The project team of ruling parties is expected to reach a conclusion by around mid-March so that the government can submit the bill during the current parliamentary session, scheduled to run through early June, Kyodo News said.

U.S., European and Chinese vessels have all been dispatched to waters off Somalia to stop pirates who attacked more than 100 boats last year.

The Article 9 of current Japanese pacifist constitution after World War II only allows the MSDF to protect ships flying Japanese flags or carrying Japanese nationals.

Japanese officials and lawmakers have been discussing the dispatch of the MSDF to waters off Somalia to join the international effort, but no established legal framework exists for such a mission.

On Friday's meeting, project team members agreed to consider drafting an anti-piracy law in accordance with the U.N. Convention on the Law of the Sea and agreed that maritime policing does not constitute the use of force, participants said.

However, they acknowledged that the government needs to be careful in making the law because such policing activity is primarily the coast guard's job.

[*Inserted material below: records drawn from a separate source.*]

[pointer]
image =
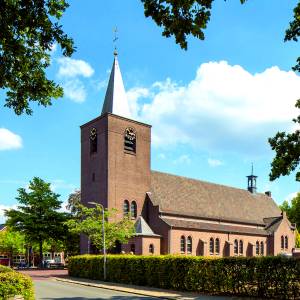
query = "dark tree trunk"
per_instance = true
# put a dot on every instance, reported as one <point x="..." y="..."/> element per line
<point x="41" y="253"/>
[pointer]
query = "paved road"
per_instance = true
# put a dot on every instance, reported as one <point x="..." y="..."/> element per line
<point x="51" y="289"/>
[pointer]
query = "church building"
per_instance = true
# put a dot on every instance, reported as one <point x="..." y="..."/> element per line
<point x="172" y="214"/>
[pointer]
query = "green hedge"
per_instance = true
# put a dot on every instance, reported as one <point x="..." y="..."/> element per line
<point x="13" y="283"/>
<point x="268" y="277"/>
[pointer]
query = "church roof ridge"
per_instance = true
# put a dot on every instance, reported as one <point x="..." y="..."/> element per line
<point x="208" y="182"/>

Meanwhile, Thomas Schieffer, U.S. ambassador to Japan, told Japan's Yomiuri Shimbun in an interview published on Friday that Japan should join anti-piracy missions near Somalia no matter the step would violate the pacifist constitution.

"I hope Japan will make a contribution and will do more to help rid the world of this scourge of piracy that we're experiencing now," Thomas Schieffer said, adding "I don't know why it would take so long for Japan to defend itself against piracy."

"If they were the sailors of another nation, I can understand the problems that Article 9 of the Constitution would present," he said.

"Pirates aren't citizens of any country; they are outlaws. And the law, international law, gives any country in the world the authority to protect itself against pirates."

Kyodo said it is also expected to consider deploying the MSDF to waters off the coast of Somalia under the maritime policing provision in the Self-Defense Forces Law as a stopgap measure until the proposed bill is passed.

Japan has been steadily widening its role in global security issues by taking part in the reconstruction of Iraq and sending MSDF in refueling mission in the Indian Ocean to assist U.S.-led anti-terrorism in Afghanistan.